Watts returned to Jamaica to examine eyes year after year.

“I’ve been down there 20 to 25 times in the last 30 years,” he said.

“I’d go there for a week at a time, and lately I’ve been going twice a year.”

The trips were always on Watts’s own dime.

“How could I not keep coming back?” he said.

“There are old people who can’t read and all they want to do is read the Bible.

“You can’t walk away from something like that.”

After every eye exam, Watts fits his patients with standard frames. The frames come back to Canada with the optometrists and the prescriptions are fitted in their labs.

The suppliers are good about donating the lenses and frames, said Watts.

Once the glasses are ready, they’re sent back to the Lion’s Club in Jamaica for distribution.

Watts doesn’t know if his patients get the glasses, although he’s never heard of a pair not being picked up.

“It would be nice to have time to do follow-up work and make sure the kids and adults get their glasses, and that they fit properly,” he said.

In the 28 years he’s been volunteering in Jamaica, Watts and his compatriots have donated more that $55 million in supplies and services and have examined more than 270,000 patients.

“But for every one we saw, there was probably 10,000 we didn’t see,” he said.

“And we haven’t even touched Kingston.”

The country’s capital is in the process of setting up its first eye clinic, and Watts has spent his last six trips helping out.

Now, when the optometrists discover things like cataracts, their hands are often tied.

“It’s a simple operation,” said Watts. “But who is going to treat it?”

Getting operating time in the local medical centres is next to impossible, he said.

“So, now, what do you do?”

Watts has seen 70-year-old men who are totally blind with cataracts, and have been for 15 years.

“And not knowing how soon you’re going to be able to get him in and have those cataracts removed — knowing full well once they are removed he’s going to have another life after 70 …

“Here we don’t even think about it, you go in and have the operation done.”

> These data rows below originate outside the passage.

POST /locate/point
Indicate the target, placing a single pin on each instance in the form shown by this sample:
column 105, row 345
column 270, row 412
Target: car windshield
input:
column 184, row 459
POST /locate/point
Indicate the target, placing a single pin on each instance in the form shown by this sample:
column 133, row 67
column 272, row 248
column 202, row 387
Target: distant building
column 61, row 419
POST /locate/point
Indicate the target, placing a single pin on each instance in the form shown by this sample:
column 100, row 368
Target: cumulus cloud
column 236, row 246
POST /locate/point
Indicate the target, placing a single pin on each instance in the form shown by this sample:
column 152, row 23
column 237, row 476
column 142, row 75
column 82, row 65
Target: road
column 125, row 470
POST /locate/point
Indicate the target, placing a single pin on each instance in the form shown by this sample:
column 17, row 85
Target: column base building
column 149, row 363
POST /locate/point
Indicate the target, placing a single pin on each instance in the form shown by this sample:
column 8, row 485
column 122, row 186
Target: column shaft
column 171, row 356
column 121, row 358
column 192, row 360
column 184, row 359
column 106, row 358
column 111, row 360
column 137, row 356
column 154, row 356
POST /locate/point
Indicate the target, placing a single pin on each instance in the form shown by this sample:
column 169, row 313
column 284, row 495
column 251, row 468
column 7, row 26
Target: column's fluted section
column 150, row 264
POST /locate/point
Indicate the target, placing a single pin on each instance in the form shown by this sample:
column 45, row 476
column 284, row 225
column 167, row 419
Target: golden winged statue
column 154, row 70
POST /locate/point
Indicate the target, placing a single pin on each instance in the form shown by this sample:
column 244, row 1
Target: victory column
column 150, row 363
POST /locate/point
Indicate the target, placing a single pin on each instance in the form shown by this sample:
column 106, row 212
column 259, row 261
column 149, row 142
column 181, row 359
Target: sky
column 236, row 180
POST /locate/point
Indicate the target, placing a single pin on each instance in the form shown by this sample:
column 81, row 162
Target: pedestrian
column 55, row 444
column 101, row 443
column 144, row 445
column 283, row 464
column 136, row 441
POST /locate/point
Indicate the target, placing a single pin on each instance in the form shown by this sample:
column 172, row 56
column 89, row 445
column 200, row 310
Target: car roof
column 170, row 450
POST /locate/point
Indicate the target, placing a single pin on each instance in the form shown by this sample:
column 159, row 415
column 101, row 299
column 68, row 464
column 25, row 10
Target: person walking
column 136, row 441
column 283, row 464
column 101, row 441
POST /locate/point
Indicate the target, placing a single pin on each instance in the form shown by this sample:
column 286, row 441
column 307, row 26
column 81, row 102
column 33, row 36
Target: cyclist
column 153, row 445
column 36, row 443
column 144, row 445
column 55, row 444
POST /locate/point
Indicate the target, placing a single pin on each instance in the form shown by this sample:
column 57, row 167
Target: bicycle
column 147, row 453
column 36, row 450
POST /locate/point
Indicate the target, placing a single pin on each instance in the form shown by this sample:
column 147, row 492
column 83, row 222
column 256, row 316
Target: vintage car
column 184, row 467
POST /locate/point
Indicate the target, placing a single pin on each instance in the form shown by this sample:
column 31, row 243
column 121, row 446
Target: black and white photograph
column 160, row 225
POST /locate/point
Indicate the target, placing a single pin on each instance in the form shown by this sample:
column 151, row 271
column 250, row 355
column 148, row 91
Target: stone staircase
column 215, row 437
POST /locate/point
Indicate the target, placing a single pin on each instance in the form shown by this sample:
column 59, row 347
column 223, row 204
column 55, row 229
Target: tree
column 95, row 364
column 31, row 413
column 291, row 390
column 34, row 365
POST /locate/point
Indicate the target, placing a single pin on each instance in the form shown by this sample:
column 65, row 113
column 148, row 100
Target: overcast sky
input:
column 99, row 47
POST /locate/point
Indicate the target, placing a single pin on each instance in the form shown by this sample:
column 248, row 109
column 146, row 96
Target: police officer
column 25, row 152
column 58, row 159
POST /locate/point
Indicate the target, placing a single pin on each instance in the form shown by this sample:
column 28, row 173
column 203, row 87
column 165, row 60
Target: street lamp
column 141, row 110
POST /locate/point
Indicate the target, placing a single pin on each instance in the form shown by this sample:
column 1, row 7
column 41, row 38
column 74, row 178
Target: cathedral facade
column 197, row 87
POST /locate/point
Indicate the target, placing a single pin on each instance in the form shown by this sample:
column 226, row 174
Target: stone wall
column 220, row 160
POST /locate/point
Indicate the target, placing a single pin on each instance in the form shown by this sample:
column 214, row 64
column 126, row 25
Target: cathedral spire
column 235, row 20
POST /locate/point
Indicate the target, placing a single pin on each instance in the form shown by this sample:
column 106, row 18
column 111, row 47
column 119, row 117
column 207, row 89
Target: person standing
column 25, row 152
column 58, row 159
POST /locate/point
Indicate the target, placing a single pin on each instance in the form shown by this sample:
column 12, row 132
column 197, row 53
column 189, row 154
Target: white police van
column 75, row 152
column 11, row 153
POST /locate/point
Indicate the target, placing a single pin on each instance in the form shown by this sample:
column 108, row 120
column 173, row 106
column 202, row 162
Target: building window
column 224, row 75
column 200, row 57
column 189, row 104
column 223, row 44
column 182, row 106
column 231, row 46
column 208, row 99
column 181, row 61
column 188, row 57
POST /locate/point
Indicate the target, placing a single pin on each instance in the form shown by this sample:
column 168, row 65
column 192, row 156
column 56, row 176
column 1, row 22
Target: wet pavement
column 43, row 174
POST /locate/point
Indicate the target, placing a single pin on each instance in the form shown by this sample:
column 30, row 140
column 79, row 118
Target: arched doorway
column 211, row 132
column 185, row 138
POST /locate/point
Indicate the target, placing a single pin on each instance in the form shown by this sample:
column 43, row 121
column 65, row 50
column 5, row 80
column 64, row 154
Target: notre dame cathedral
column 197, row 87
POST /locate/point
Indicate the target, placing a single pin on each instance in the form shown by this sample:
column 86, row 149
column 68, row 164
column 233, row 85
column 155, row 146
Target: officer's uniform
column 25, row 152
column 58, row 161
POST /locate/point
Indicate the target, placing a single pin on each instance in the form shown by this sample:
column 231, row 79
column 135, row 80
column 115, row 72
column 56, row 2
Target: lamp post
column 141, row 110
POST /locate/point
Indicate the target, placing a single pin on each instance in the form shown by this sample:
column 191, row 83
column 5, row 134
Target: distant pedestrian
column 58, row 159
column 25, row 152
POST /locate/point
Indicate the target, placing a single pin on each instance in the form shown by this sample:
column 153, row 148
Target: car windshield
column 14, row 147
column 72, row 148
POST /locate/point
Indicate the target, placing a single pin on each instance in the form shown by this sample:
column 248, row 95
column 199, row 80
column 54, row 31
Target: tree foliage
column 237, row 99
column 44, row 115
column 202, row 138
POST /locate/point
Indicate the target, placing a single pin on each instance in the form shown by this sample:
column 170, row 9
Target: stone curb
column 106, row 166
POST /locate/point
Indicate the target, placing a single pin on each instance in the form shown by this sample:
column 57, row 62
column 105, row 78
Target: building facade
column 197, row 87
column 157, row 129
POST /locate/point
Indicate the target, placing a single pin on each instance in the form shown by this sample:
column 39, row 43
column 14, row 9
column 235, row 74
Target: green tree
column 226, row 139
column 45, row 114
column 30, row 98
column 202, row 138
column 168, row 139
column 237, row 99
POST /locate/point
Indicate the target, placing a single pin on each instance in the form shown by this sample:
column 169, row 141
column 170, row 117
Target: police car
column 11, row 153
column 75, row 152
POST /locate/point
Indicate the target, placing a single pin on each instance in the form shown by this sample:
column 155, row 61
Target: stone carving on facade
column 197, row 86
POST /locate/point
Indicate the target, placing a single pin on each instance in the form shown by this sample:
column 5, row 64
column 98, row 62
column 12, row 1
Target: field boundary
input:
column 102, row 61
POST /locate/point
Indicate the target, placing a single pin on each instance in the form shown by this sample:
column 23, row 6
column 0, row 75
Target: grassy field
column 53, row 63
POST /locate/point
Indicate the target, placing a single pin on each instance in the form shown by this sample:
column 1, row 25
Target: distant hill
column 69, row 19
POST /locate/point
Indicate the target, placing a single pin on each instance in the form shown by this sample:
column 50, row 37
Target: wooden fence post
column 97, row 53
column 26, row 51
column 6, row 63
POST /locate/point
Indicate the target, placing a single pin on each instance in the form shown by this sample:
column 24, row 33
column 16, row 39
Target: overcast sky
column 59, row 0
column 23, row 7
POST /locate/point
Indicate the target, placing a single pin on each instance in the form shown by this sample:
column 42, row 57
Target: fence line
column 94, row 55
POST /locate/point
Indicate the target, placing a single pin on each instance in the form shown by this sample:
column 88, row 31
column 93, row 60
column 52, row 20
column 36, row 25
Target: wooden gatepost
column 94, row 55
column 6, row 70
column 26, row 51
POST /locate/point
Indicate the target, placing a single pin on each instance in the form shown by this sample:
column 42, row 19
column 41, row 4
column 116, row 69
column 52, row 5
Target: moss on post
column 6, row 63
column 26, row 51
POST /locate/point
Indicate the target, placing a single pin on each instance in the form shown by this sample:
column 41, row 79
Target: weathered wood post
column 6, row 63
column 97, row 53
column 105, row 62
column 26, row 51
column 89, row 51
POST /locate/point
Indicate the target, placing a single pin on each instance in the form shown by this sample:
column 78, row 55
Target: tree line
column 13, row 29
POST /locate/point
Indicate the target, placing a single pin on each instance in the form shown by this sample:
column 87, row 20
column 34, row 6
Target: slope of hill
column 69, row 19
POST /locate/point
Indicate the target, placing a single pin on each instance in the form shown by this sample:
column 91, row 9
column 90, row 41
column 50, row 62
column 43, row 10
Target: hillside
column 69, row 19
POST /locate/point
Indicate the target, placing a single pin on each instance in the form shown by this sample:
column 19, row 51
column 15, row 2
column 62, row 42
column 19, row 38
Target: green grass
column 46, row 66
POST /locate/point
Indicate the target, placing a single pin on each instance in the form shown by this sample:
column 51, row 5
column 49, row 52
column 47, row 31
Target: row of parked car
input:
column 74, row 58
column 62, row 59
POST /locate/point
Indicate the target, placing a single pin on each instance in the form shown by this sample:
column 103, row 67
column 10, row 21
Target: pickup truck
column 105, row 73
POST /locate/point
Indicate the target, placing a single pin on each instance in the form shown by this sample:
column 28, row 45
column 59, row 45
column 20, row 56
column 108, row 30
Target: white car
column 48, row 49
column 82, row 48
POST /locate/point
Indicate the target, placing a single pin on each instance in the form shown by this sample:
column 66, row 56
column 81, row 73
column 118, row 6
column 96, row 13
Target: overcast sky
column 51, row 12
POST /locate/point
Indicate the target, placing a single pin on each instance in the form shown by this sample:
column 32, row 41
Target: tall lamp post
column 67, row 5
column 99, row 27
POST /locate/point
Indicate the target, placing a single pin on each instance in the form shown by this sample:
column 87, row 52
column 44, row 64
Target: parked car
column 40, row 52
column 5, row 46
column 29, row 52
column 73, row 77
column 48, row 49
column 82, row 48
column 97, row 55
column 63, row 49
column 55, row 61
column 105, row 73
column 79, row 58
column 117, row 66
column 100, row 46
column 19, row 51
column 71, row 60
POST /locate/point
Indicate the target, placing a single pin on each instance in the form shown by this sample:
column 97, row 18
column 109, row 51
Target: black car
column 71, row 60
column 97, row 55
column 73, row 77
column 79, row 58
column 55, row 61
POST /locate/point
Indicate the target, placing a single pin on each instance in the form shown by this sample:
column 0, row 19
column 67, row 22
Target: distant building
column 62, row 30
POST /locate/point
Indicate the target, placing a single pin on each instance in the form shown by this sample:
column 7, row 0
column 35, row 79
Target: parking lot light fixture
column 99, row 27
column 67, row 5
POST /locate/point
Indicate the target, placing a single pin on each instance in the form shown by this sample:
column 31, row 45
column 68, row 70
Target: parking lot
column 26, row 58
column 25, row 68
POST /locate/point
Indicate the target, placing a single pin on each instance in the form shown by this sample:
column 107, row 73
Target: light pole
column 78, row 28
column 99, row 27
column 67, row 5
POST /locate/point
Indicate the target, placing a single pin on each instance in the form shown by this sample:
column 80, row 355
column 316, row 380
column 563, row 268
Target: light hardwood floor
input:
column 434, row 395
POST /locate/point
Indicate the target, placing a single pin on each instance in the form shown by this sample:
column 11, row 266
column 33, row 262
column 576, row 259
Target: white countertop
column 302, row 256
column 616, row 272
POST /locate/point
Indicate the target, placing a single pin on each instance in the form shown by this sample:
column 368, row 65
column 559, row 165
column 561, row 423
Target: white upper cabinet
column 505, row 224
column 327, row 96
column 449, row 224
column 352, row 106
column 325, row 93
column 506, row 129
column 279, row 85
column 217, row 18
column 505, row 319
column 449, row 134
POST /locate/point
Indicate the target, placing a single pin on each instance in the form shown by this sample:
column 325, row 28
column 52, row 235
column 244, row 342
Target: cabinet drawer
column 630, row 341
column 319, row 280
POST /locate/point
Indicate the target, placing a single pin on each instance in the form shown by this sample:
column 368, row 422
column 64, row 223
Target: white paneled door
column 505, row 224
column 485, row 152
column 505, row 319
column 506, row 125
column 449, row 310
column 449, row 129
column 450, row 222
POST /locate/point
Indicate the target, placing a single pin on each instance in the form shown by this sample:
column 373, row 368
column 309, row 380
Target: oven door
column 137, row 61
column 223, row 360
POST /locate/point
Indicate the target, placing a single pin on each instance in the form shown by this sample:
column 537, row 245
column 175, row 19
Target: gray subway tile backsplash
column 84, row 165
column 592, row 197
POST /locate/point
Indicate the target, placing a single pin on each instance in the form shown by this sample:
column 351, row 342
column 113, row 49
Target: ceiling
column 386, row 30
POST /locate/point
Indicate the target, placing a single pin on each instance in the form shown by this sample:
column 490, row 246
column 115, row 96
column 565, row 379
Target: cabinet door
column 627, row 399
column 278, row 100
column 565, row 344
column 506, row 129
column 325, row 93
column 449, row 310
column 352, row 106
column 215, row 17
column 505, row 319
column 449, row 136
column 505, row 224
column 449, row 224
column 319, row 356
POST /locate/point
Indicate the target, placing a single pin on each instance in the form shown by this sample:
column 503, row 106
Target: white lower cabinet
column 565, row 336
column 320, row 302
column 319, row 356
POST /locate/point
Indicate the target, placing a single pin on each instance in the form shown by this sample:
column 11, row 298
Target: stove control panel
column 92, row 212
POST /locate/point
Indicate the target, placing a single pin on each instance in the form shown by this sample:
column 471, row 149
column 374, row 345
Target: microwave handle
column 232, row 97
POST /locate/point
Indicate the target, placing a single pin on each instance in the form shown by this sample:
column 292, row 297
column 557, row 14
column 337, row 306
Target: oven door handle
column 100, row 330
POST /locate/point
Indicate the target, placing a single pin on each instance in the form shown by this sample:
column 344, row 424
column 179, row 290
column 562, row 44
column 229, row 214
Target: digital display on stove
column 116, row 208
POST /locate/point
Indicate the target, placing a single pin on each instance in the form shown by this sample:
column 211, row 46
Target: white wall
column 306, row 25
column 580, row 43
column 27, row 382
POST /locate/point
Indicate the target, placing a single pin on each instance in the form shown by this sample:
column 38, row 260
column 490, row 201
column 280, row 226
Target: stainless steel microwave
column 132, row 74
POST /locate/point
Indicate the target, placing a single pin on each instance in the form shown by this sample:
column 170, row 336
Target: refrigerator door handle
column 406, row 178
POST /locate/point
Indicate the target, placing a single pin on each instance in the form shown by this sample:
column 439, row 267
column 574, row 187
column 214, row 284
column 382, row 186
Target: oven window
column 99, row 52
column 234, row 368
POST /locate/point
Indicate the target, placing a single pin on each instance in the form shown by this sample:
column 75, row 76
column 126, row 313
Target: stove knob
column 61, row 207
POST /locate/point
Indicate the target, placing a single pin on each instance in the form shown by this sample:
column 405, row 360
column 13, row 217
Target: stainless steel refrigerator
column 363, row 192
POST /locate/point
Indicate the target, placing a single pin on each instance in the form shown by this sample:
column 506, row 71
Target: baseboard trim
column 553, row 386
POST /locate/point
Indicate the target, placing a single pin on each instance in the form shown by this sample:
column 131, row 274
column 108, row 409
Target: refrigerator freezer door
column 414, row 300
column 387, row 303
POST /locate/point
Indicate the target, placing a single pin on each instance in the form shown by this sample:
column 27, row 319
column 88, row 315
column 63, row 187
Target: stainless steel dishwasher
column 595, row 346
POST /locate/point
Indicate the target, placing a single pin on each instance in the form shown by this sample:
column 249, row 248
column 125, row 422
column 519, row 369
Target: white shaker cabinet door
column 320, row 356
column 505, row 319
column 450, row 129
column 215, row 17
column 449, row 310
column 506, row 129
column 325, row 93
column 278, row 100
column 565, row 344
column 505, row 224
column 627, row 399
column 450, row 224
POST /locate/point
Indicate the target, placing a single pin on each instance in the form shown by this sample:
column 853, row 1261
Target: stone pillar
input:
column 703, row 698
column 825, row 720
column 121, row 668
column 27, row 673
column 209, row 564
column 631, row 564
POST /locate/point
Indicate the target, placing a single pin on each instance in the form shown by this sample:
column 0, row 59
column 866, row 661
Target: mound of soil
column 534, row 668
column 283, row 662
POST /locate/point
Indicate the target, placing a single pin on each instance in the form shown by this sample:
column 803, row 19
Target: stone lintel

Cases like this are the hardest part of Watts’ volunteer work.

“If I come away frustrated, it’s under those conditions,” he said.

But the clinic in Kingston could help stave off senseless cases of blindness.

“I’ve seen things in Jamaica, that have not been treated, that you’d never see here,” said Watts.

“Here people have a red eye and they get it treated, but over there you see the end result of what can happen with these simple red eyes that never get treated — I’ve seen eyes that have gotten so inflamed it’s led to

blindness.”

For the first time in more than two decades of volunteer work, Watts’ home community is helping to raise funds for the Kingston clinic.

The Whitehorse Lion’s club is hosting some fundraisers, including a casino in the fall.

Watts plans to retire from his fulltime Northern Lights Optometry practice in the next few years.

“My plan is to work here part time, and then spend two or three months in Jamaica in the winter, following up with the work we do,” he said.

Every time Watts heads down to Jamaica, it’s like a homecoming.

“It’s made me a much better optometrist,” he said. “Because I can relate to just about anybody, at any time, under any conditions.”